Het gaat hier niet om handel in fysieke bulkgoederen maar om opties en andere afgeleide, financiële producten. Op de tarwemarkt van Chicago is het marktaandeel van zulke speculatieve contracten in vijf jaar tijd van 12 procent (1996) naar 61 procent (2011) gegaan. Dat leidt tot prijsopdrijving en prijsschommeling die weinig meer met vraag en aanbod van voedsel van doen hebben.
Kortom, er is het laatste decennium veel verloren in de strijd tegen honger en armoede. Het Westen kan daar twee dingen aan doen. Financiële speculatie met voedsel moet worden ingedamd door regulering. Op 16 oktober 2011, Wereldvoedseldag, riepen 461 economen uit meer dan 40 landen daartoe op in een open brief aan de US Commodity Futures Trading Commission, onder andere verantwoordelijk voor de tarwemarkt van Chicago.
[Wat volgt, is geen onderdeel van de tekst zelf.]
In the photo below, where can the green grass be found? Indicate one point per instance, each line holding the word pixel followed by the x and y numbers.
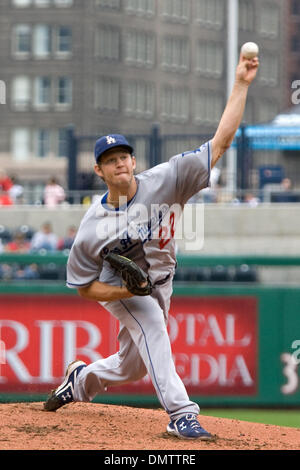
pixel 289 418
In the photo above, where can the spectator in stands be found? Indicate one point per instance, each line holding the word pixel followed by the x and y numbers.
pixel 44 239
pixel 54 194
pixel 28 272
pixel 67 242
pixel 16 191
pixel 286 184
pixel 18 245
pixel 251 200
pixel 5 199
pixel 5 181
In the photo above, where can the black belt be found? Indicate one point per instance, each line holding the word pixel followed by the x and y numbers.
pixel 162 281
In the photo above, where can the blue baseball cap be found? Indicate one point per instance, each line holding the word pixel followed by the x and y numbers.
pixel 108 142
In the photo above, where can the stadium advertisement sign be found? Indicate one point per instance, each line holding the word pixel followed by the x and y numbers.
pixel 214 342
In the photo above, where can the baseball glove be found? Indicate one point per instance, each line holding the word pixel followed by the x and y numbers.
pixel 135 279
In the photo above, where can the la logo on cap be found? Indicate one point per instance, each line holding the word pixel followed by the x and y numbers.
pixel 110 140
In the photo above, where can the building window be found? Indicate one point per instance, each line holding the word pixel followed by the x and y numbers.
pixel 62 147
pixel 109 4
pixel 209 59
pixel 42 143
pixel 21 92
pixel 246 15
pixel 139 49
pixel 42 41
pixel 208 107
pixel 42 96
pixel 175 104
pixel 21 144
pixel 21 3
pixel 267 110
pixel 22 39
pixel 42 3
pixel 210 13
pixel 144 8
pixel 39 39
pixel 64 91
pixel 269 69
pixel 177 11
pixel 268 21
pixel 63 3
pixel 107 43
pixel 175 54
pixel 63 40
pixel 139 99
pixel 107 94
pixel 295 7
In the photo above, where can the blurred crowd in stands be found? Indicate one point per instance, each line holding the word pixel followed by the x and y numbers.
pixel 12 191
pixel 25 240
pixel 52 194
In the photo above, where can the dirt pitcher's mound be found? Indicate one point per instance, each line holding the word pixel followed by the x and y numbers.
pixel 91 426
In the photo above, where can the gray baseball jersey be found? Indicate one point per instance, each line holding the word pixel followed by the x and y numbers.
pixel 143 228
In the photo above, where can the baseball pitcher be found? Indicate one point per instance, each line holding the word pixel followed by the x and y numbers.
pixel 124 258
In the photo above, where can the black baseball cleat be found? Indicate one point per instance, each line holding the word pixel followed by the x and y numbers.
pixel 64 394
pixel 188 427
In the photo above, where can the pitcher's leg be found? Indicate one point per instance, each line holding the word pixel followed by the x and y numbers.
pixel 145 322
pixel 123 367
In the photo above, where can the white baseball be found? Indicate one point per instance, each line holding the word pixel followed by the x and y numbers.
pixel 250 50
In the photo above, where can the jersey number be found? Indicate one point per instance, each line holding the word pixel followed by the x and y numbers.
pixel 165 232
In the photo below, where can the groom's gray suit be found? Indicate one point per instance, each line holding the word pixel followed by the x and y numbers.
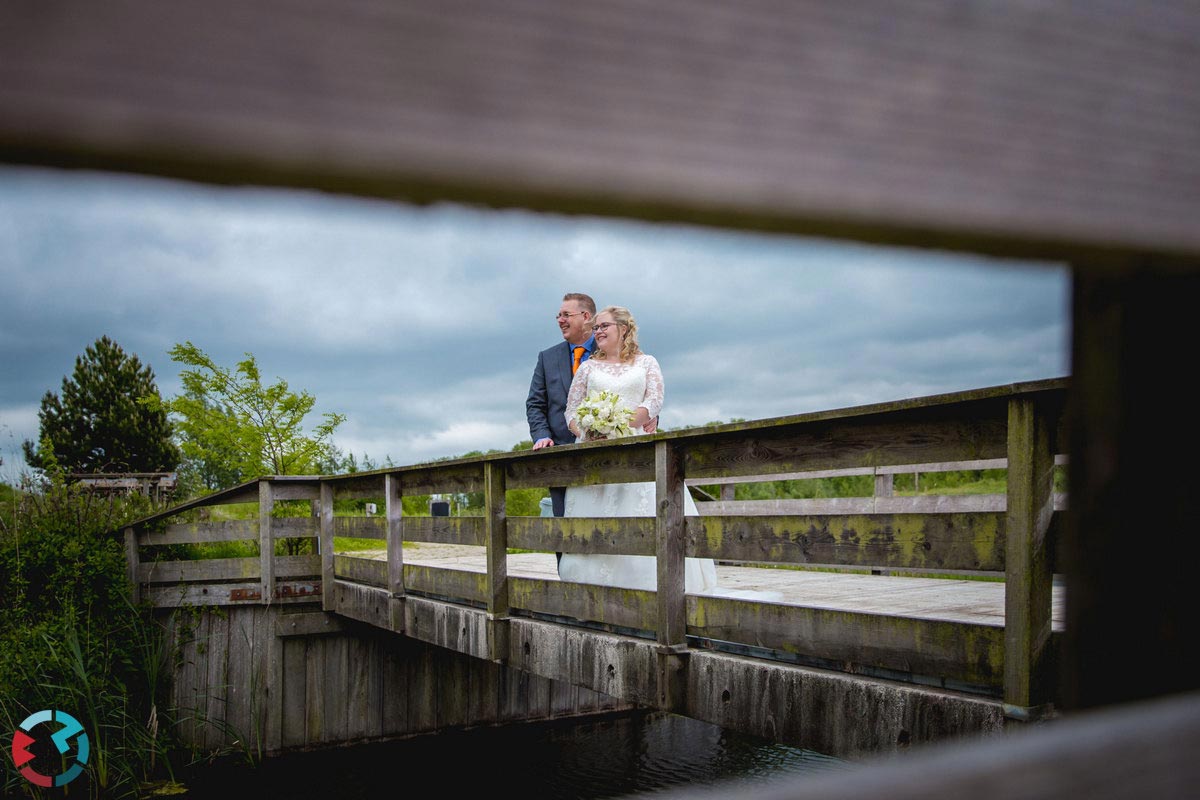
pixel 546 404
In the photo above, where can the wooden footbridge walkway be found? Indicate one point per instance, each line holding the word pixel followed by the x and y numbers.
pixel 1055 132
pixel 845 663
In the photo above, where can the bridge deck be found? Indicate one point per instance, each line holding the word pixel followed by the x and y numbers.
pixel 952 600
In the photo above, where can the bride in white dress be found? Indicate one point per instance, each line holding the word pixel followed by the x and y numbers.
pixel 618 366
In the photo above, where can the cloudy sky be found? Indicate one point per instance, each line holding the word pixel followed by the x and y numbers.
pixel 423 324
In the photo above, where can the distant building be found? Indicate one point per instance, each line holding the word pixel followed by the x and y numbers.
pixel 160 486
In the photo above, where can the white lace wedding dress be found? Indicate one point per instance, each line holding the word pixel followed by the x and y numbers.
pixel 637 384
We kunnen ook stoppen met het creëren van grote hoeveelheden geld, zogenaamd om onze economieën uit de crisis te trekken. Dat werkt tot nu toe niet, en heeft veel slechte neveneffecten voor mensen elders op de wereld.
De auteur doceert ontwikkelingseconomie aan de Rijksuniversiteit Groningen. Hij werkte eerder aan de universiteiten van Amsterdam en Londen. Hij schreef mee aan rapporten voor de Wereldbank, OESO en UNCTAD en publiceerde over de rol van landbouw in het ontwikkelingsproces.